"Si le monde vous hait"

Jn 15,18-21

 

 

 

 

 

 

"Ce que je vous commande, disait Jésus en commentant l’apologue de la vigne, c’est de vous aimer les uns les autres". Curieusement le texte se poursuit par dix versets sur la haine, la haine du monde pour Jésus et pour ses disciples.

 

² Pour comprendre la pensée de Jésus, il faut ici nous familiariser avec le langage du quatrième Évangile. Quand Jésus, dans saint Jean, parle de    monde, il s’agit, selon les textes, de trois choses différentes.

Ou bien "le monde" désigne la terre et les hommes qui l’habitent: "Je suis venu dans le monde" (18,37), "Le Père a envoyé le Fils dans le monde" (10,36); ou bien "le monde" vise uniquement l’ensemble de l’humanité, que Dieu veut sauver: "Dieu a tant aimé le monde" (3,16), "Je suis la lumière du monde", c’est-à-dire la lumière pour tous les hommes (8,16); ou bien encore - et c’est le cas dans ce passage d’évangile - "le monde" désigne ceux qui s’opposent au message de Jésus, et donc à l’initiative du Père: c’est le monde du      refus.

 

² "Si le monde vous hait, dit Jésus, sachez qu’il m’a haï avant vous".

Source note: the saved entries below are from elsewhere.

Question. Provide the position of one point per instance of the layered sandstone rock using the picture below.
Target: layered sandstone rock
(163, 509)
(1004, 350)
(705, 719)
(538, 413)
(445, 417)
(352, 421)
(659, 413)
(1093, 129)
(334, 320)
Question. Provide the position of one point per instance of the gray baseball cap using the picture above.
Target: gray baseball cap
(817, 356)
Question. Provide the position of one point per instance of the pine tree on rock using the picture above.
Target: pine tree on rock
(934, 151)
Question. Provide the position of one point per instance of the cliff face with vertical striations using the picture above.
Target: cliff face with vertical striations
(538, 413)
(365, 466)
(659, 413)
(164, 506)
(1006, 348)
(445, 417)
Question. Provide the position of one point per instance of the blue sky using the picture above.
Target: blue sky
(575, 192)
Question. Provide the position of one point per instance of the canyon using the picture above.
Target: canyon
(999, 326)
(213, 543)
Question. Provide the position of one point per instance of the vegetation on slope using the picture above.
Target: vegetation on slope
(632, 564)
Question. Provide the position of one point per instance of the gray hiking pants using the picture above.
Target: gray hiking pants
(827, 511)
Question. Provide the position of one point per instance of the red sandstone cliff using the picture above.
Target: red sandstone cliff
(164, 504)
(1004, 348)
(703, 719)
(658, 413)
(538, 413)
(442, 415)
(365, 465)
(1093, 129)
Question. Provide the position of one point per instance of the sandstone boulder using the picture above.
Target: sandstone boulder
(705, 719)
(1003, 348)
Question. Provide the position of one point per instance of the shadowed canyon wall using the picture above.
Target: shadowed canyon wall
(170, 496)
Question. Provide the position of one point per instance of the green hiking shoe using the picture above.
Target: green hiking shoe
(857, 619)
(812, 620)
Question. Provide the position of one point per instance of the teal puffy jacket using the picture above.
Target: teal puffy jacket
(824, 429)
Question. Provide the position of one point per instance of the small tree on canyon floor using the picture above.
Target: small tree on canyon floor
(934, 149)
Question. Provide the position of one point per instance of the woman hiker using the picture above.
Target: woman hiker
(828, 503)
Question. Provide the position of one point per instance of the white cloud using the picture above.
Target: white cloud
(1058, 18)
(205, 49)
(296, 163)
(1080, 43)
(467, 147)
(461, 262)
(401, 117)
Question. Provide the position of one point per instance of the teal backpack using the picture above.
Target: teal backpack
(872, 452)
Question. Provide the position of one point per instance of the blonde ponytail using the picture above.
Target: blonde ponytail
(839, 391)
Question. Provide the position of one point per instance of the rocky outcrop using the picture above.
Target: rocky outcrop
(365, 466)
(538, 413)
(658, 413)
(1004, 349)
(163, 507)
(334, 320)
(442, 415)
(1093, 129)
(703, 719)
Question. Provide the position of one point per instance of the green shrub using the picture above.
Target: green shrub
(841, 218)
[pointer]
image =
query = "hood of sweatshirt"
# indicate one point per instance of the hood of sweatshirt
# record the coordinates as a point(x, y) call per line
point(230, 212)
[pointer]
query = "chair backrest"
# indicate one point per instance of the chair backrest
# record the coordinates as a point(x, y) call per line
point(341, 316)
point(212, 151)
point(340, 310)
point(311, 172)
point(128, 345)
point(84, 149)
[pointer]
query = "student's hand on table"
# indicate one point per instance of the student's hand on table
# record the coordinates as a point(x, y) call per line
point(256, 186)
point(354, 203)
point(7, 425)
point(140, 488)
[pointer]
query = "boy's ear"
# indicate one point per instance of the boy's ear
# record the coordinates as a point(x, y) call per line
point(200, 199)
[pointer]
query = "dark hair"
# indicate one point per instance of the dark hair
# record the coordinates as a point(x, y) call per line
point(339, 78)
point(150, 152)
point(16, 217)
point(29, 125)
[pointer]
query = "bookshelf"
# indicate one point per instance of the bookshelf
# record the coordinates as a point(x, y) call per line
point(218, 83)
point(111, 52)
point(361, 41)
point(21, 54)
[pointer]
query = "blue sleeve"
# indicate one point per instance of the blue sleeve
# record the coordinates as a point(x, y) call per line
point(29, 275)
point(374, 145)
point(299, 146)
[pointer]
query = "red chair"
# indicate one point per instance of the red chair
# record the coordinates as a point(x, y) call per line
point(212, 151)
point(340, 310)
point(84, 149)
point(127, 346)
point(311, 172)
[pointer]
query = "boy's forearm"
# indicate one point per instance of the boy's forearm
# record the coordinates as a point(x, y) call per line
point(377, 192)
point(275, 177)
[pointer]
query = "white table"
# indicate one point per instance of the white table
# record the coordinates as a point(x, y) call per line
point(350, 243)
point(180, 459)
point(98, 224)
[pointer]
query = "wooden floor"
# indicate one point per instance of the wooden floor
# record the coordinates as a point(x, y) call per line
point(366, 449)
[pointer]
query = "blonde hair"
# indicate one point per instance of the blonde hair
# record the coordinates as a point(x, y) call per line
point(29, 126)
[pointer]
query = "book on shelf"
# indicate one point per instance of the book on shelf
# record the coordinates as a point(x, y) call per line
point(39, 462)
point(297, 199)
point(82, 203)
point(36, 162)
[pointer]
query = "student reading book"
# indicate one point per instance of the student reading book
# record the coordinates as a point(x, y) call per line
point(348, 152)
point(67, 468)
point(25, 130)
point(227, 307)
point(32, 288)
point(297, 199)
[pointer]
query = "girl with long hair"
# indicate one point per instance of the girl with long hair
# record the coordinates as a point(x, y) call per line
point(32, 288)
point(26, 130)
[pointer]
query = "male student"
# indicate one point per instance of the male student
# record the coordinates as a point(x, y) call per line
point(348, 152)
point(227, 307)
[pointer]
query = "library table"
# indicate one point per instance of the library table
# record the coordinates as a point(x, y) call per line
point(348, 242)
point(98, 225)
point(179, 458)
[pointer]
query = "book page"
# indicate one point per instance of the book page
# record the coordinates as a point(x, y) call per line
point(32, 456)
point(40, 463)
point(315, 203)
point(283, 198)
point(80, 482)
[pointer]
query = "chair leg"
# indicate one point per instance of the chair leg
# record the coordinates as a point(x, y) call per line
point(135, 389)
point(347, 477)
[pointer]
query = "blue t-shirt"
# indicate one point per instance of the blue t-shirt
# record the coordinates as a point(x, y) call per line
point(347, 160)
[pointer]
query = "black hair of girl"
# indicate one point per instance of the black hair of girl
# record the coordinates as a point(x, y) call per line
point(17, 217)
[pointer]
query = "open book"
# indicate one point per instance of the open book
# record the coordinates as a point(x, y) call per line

Il ne s’agit pas d’une haine secrète, qui reste tapie au fond des cœurs: c’est une haine active et efficace, qui va jusqu’à la persécution: "S’ils m’ont persécuté, ils vous persécuteront, vous aussi"; et l’histoire contemporaine ne cesse de vérifier cette prophétie du Seigneur: de la calomnie au goulag et au massacre tribal, tous les moyens sont bons pour faire taire les disciples de Jésus.

 

² Ce que le monde, le monde du refus, ne supporte pas, c’est la différence. Ce que l’on reproche aux chrétiens, c’est d’aborder les réalités de l’homme, de son présent et de son avenir, avec d’autres critères, d’autres certitudes, et dans d’autres perspectives. Le chrétien, qui vit dans le monde, n’est pas de ce monde, car l’Esprit Paraclet lui apprend d’où il vient et où il va. Le chrétien échappe au monde du refus et à son entreprise d’autonomie par rapport à Dieu; et cette liberté filiale dans l’obéissance à Dieu, le monde ne la pardonne pas aux disciples de Jésus: "Moi, je vous ai choisis en vous tirant du monde, voilà pourquoi le monde vous hait".

 

² En fait cette haine du monde ne fait pas échec à Dieu ni à son dessein de salut, car l’œuvre de haine, la persécution, loin de séparer le croyant de son Sauveur, intensifie sa relation au Fils et au Père. Mieux encore, la persécution nous fait entrer dans la réponse filiale de Jésus à son Père.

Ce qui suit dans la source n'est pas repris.